In the end, it was almost unceremonial, mundane, matter of fact. The various party leaders set out their stalls, were applauded by their own sides, before MSPs cast their votes. There were no surprises - each MSP did as they were expected to, voting for their own leader, then abstaining once their favoured candidate had been eliminated. And at the end of it, with not a particle of smoke to clear, Alex Salmond, to no-ones great surprise, emerged as the Parliament's nominee for First Minister.

In the speeches which followed, each leader was keen to stress their desire for a new, consensual style of politics. In truth, they'll have no other option. All are minorities now, and the fact that there's no automatic coalition of 65 votes to railroad through proposals will have to mean debate, discussion and compromise replacing assertion and the comfort of fixed positions. Having never before held power at this level, perhaps it will be easier for the SNP to adapt to the restrictions of minority government than it would have been for others. Time will tell.

But for all the quiet dignity and understatement, it was never going to be possible to overlook the significance of today's events. It hit me for the first time when I saw the Labour group taking up position in the chamber where once the SNP group had sat. There were grown men crying - SNP members who have toiled for decades without the slightest expectation of any reward; who have sacrificed career opportunities; balanced their family lives precariously - all having to pinch themselves to make sure it was happening for real. And then came the real confirmation, as Alex Salmond was greeted on the steps of St Andrew's House by the Permanent Secretary of the Scottish Executive.

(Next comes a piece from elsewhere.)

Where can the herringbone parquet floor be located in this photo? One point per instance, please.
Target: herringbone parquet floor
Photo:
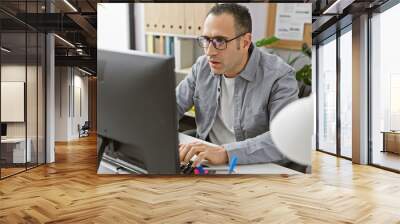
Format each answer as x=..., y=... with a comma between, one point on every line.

A day that many nationalists thought they'd never see, and which many unionists hoped would never arrive, has come. It's not independence, but it is a significant milestone on the way. Voters, in an almost peculiarly Scottish way, seem to want to see what the SNP are made of, but without giving the party too much free reign. The hopes of a great many people now rest on the shoulders of Alex Salmond and his chosen lieutenants. It's a huge challenge - I hope we're equal to it.


The Spoilt Ballot said...

iainmacl said...

Truly historic moment. I wish Scotland well in the years to come and please don;t take to join us in this small, successful independent nation. Now I've got our election (May 24th) to think about - and with no SNP candidate either!